Thought of mixing wood shavings with PR? It has been done along with other color PR shavings and commercial plastic's shavings, brass shavings from a key cutting machine, metal powders from craft/hobby stores,aluminum shavings from machine shop, posdered stone, etc. Holds fine, turns okay. Pretty stuff? Beauty is in the eye of the beholder and this beholder will not be doing any more of it.I hope you figure out a way to make it work for you...keep us posted on your creations.
Do a good turn daily!
Don



> _Originally posted by CameronPotter_
> <br />[red]Has anyone thought of holding onto their shavings after doing a pen and then mixing that through the next PR casting?
> 
> Would it hold?
> ...


----------



## CameronPotter (Feb 16, 2006)

Thanks.  Well at least I know that it works...

Now to see if I can make it attractive (to me at least)!!

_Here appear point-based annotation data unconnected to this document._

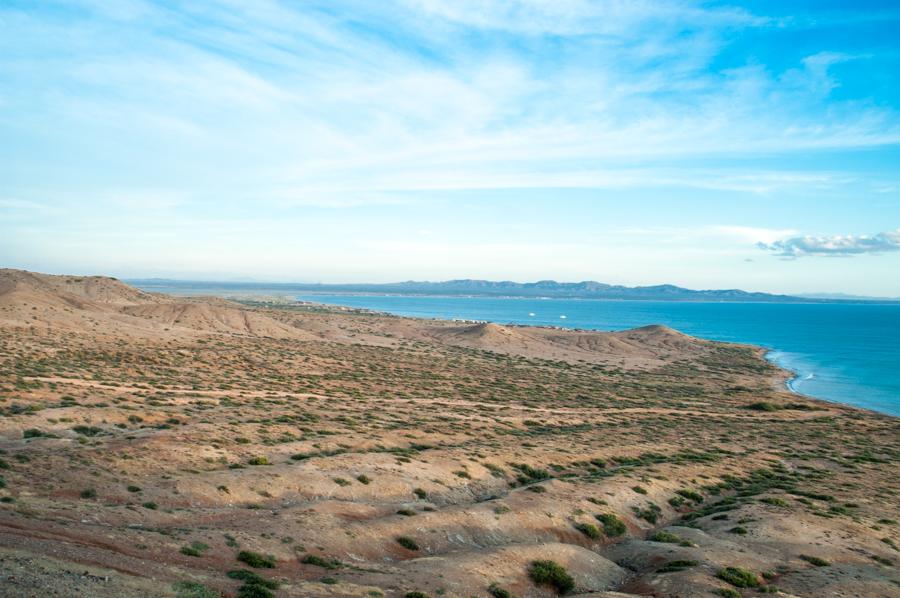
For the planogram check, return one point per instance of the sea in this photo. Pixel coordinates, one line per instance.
(846, 352)
(842, 352)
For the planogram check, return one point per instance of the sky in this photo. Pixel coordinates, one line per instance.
(749, 145)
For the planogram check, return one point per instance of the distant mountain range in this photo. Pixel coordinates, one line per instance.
(486, 288)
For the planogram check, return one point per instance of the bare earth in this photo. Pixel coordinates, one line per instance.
(159, 446)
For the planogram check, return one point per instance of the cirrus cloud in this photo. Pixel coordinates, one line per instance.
(835, 245)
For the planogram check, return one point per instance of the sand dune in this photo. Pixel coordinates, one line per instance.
(150, 443)
(647, 346)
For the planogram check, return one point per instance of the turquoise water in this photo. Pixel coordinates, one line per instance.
(844, 352)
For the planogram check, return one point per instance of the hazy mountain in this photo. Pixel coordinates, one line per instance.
(588, 289)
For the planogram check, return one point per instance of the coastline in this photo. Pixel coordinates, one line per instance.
(789, 379)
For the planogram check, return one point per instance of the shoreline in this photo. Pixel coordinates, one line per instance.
(786, 381)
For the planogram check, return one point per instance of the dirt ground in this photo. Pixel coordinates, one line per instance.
(162, 446)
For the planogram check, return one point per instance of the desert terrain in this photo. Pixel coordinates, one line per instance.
(162, 446)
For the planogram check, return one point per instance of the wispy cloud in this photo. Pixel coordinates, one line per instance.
(835, 246)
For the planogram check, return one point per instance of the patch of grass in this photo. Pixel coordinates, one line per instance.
(551, 573)
(738, 577)
(256, 560)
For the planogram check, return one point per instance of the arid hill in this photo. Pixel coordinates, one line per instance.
(161, 446)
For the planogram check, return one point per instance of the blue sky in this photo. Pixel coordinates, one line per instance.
(706, 144)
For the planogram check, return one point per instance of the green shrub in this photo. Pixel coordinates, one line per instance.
(312, 559)
(407, 543)
(612, 525)
(255, 586)
(256, 560)
(588, 529)
(195, 549)
(738, 577)
(814, 560)
(692, 495)
(665, 537)
(497, 592)
(253, 578)
(763, 406)
(673, 566)
(190, 589)
(551, 574)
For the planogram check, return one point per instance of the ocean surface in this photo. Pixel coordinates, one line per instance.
(843, 352)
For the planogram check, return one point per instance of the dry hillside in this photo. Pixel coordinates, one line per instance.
(158, 446)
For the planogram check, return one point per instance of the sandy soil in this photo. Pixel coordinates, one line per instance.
(149, 443)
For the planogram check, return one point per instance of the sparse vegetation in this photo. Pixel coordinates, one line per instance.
(254, 559)
(551, 574)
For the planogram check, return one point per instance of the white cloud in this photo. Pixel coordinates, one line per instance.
(835, 245)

By the way, how do you handle powdered stone?  Do you just turn it as you would with wood/plastic?

Cam


----------



## leatherjunkie (Feb 16, 2006)

About a month ago(think it was that long) Someone posted a pen that was made of wood shavings and CA glue.
the person gathered up all of the woodturning shavings and used a mold and soaked with ca glue.
the person posted it here.
do a search for it.

i liked the pen. also may be a great way to make some money off of your woodturnig waiste.


----------



## its_virgil (Feb 16, 2006)

I've not done powdered stone personally. Maybe someone who has will chime in.
Do a good turn daily!
don



> _Originally posted by CameronPotter_
> <br />Thanks.  Well at least I know that it works...
> 
> Now to see if I can make it attractive (to me at least)!!
> ...


----------



## CameronPotter (Feb 16, 2006)

Thanks,

I will keep an eye out.  Also, I couldn't find a picture of the pen made with shavings - although I did find a thread on unusual blank material...

Cam


----------



## arioux (Feb 16, 2006)

Hi,

Here is the pen that was posted in january by eddiek9, made with shavings.

http://www.penturners.org/forum/topic.asp?TOPIC_ID=11953

Hope that's what you are looking for

Alfred


----------



## CameronPotter (Feb 16, 2006)

Thanks.

I assume that might have been it - although it looks more like stone than wood in general (thanks to the malachite).

Nice looking pen though!

Cam


----------